Use the initial conditions to calculate k and C

$$C=30 \text{ , and } k=\ln(\frac 9 {10})$$

Answer 2

Hint: Check if your proposed solution satisfied $u'(t) = k\, u(t)$.

Answer 3

Yes, using the change of variable u= y+ 10 then the differential equation becomes du/dt= ku.

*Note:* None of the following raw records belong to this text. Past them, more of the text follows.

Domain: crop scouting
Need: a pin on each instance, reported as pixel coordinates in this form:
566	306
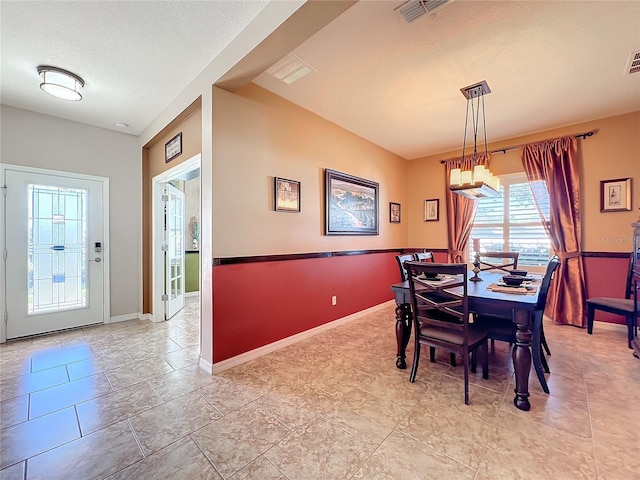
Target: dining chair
401	259
423	257
619	306
503	329
507	261
440	307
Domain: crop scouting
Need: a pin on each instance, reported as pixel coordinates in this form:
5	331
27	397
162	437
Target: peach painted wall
613	152
257	136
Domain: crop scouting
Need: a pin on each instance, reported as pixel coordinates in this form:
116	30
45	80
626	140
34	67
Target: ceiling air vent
634	63
413	9
290	69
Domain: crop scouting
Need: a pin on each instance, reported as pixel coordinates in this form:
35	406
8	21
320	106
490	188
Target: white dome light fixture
61	83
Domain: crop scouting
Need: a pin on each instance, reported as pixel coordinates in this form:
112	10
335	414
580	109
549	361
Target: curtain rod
513	147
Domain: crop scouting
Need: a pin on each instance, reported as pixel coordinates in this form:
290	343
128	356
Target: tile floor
127	401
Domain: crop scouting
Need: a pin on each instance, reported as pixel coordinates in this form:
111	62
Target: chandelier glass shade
477	181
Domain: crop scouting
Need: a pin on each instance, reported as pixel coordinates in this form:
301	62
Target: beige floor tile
571	416
14	411
115	407
62	357
94	456
450	430
67	394
319	450
174	384
365	416
401	457
617	453
27	439
137	372
162	425
548	450
240	437
180	460
260	468
15	386
229	394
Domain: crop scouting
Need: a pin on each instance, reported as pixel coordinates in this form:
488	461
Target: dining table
482	301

However, the general solution to that differential equation is NOT "$u(t)= e^{kt}+ A$". You can see that by putting that u into the equation- with $u= e^{ky}+ A$, $du/dt= ke^{kt}$ which is NOT $ku= ke^{kt}+ kA$.

Instead the general solution is $u(t)= Ae^{kt}$. That way, $du/dt= kAe^{kt}$ which is equal to $ku$.

What I would have expected you to do is write the equation as $du/u= kdt$. Integrating both sides gives $ln(u)= kt+ C$ so that, taking the exponential of both sides $u= e^{kt+ C}= e^Ce^{kt}= De^{kt}$ where $D= e^C$. (I am using "D" rather than "A" because you already have a "A" in the problem.)

With $u= y+ 10$, $y= u- 10= De^{kt}- 10$.